With their environmental benefits and lower carbon footprint outcomes, the mass timber movement is countering the legacy construction industry, which currently contributes to almost 40% of total carbon emissions globally. On average, more than 40% of greenhouse gas (GhG) emissions can be avoided if engineered wood products are used in lieu of traditional concrete- and steel-based materials – which have a substantially larger carbon footprint and energy requirements. Sequestered carbon in wood is stored for decades. Then at the end of its product life cycle, mass timber buildings can be disassembled with wood components beneficially up-cycled and repurposed. Mass timber buildings are faster to construct, may be more fire resistant, offer insulation benefits and energy savings. Moreover, mass timber buildings may also result in health and well-being benefits due to the natural aesthetics and nature-based qualities of wood-based environments.

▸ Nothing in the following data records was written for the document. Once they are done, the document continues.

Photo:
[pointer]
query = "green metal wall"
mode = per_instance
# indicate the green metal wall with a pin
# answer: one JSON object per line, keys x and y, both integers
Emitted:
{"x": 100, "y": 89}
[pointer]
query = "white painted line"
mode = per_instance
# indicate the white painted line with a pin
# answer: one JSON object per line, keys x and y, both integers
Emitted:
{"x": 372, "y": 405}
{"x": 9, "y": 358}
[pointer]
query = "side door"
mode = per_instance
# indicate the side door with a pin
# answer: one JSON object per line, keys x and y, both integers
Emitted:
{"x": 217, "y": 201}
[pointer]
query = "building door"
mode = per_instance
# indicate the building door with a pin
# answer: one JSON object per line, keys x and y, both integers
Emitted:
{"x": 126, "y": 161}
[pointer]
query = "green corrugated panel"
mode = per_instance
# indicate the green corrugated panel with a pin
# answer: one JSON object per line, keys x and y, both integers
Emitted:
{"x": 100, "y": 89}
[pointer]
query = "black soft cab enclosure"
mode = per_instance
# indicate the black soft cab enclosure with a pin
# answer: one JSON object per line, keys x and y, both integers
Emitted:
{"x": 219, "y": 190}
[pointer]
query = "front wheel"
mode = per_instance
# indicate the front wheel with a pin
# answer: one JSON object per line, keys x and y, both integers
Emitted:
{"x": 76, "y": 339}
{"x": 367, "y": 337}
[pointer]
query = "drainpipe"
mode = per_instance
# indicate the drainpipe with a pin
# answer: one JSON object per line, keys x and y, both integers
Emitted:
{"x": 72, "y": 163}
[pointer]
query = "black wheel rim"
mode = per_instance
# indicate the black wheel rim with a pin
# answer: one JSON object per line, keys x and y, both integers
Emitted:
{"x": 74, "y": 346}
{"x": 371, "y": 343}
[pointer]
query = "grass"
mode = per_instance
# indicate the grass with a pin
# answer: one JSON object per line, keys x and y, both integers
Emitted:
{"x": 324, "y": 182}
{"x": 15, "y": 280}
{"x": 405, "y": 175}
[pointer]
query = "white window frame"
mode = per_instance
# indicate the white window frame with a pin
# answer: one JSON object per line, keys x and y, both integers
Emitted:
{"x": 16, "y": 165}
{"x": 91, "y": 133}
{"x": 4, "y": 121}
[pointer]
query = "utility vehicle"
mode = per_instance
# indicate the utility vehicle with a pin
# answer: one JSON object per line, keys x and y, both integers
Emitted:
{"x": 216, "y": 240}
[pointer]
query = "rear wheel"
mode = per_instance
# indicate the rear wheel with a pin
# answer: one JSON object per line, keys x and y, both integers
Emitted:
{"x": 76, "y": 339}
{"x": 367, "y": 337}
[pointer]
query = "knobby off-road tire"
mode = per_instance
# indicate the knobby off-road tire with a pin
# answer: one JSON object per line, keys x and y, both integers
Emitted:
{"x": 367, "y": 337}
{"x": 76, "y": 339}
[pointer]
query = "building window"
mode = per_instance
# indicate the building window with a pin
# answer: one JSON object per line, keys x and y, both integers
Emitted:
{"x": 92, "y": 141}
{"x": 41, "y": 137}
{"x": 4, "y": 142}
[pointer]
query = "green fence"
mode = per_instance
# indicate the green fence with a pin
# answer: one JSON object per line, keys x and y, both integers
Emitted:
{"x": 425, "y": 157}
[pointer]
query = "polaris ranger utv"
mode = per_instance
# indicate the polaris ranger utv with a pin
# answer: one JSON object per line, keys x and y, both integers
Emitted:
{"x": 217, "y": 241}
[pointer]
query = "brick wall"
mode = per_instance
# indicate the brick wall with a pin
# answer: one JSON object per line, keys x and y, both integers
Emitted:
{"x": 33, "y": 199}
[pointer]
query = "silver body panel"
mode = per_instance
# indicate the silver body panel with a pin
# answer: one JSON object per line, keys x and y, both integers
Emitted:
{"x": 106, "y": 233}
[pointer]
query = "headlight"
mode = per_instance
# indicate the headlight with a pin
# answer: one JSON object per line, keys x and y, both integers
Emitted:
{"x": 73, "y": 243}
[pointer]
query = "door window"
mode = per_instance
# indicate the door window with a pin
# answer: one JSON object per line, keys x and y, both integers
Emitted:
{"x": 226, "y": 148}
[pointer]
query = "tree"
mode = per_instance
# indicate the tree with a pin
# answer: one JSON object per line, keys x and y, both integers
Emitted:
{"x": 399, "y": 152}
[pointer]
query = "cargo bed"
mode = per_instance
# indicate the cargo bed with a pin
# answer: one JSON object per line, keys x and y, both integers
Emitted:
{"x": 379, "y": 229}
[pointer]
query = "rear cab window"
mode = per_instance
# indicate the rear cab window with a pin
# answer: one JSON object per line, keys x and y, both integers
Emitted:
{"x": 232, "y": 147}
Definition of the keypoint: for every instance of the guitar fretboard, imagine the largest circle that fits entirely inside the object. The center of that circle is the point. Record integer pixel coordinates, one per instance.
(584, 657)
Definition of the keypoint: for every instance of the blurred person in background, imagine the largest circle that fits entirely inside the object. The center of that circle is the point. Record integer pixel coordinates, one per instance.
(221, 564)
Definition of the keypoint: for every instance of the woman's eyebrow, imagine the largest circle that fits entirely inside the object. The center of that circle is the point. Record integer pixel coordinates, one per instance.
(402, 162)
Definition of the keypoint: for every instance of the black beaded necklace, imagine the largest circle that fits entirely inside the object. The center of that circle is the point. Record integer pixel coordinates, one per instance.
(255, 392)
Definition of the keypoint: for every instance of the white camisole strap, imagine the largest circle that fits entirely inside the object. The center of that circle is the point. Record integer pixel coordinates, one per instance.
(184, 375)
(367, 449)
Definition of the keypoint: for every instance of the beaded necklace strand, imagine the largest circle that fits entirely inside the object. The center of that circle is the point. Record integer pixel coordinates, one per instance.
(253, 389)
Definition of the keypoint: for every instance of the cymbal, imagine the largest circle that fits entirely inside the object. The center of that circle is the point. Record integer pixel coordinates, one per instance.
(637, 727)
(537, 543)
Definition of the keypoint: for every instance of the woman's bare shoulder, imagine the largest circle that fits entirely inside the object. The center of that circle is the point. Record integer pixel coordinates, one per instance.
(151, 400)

Deforestation & supply chain risks
The strong demand for mass timber projects is accompanied by growing concerns over deforestation, land conversion, and other potentially negative impacts to our forests. To determine the net environmental impact and benefits, the entire wood product lifecycle must be measurable and clearly understood. Supply chain transparency is essential to validate and ensure timber and lumber products are originating from sustainably-sourced and responsibly-managed working forests. As wood is consumed throughout the value chain, product inputs as well as any wood waste (destined for landfills) must be accounted for to better verify carbon footprint and GhG emissions. Opaque and highly fragmented supply chains, antiquated data collection & record keeping systems, and other legacy approaches, however, make it difficult to accurately measure, quantify, and validate end-to-end activities throughout wood product lifecycle and value chains.
Technology and data-driven solutions are key
Determining the net environmental benefits of mass timber projects will ultimately require the collection of high integrity data to prove product origination, measure lifecycle events, and validate product and project claims. The use of latest technologies, i.e. mobile devices, drones, satellite, and connected sensors, should be utilized to accurately and timely record key data events and activities throughout wood product value chains and to measure environmental impact from harvest to final point of delivery.
Digitizing supply chains is an important first step but data is corruptible, perishable, and subject to alteration. Blockchain technology ensures the integrity of the collected data, which is secured, time-stamped, irreversibly recorded, and 24/7 auditable. Blockchain can be used to record among other things key data like latitude and longitude coordinates of harvest sites, unique IDs, and GPS events related to the granular tracking and tracing of wood products and components. Blockchain-based approaches will also help to streamline the sharing and reporting of data.
Leading organizations and early adopters are already starting to utilize blockchain technology in forestry supply chains. For example, The U.S. Endowment for Forestry & Communities and its ForesTrust Network, a growing consortium of enterprises and organizations, are using blockchain technology in forestry supply chains to validate product claims, optimize supply chains and digitally streamline workflows, comply with global regulations, and to advance sustainability and climate-smart goals.
Mass timber projects, as part of a broader portfolio of net zero and GhG reduction initiatives, can help us achieve our climate and sustainability goals. However, the use of cutting-edge technologies like blockchain throughout forestry value chains are essential to better measure, monitor, report, validate, and ensure the mass timber developments and other sustainability initiatives are achieving the intended environmental, conservation, and carbon reduction outcomes for which we aspire.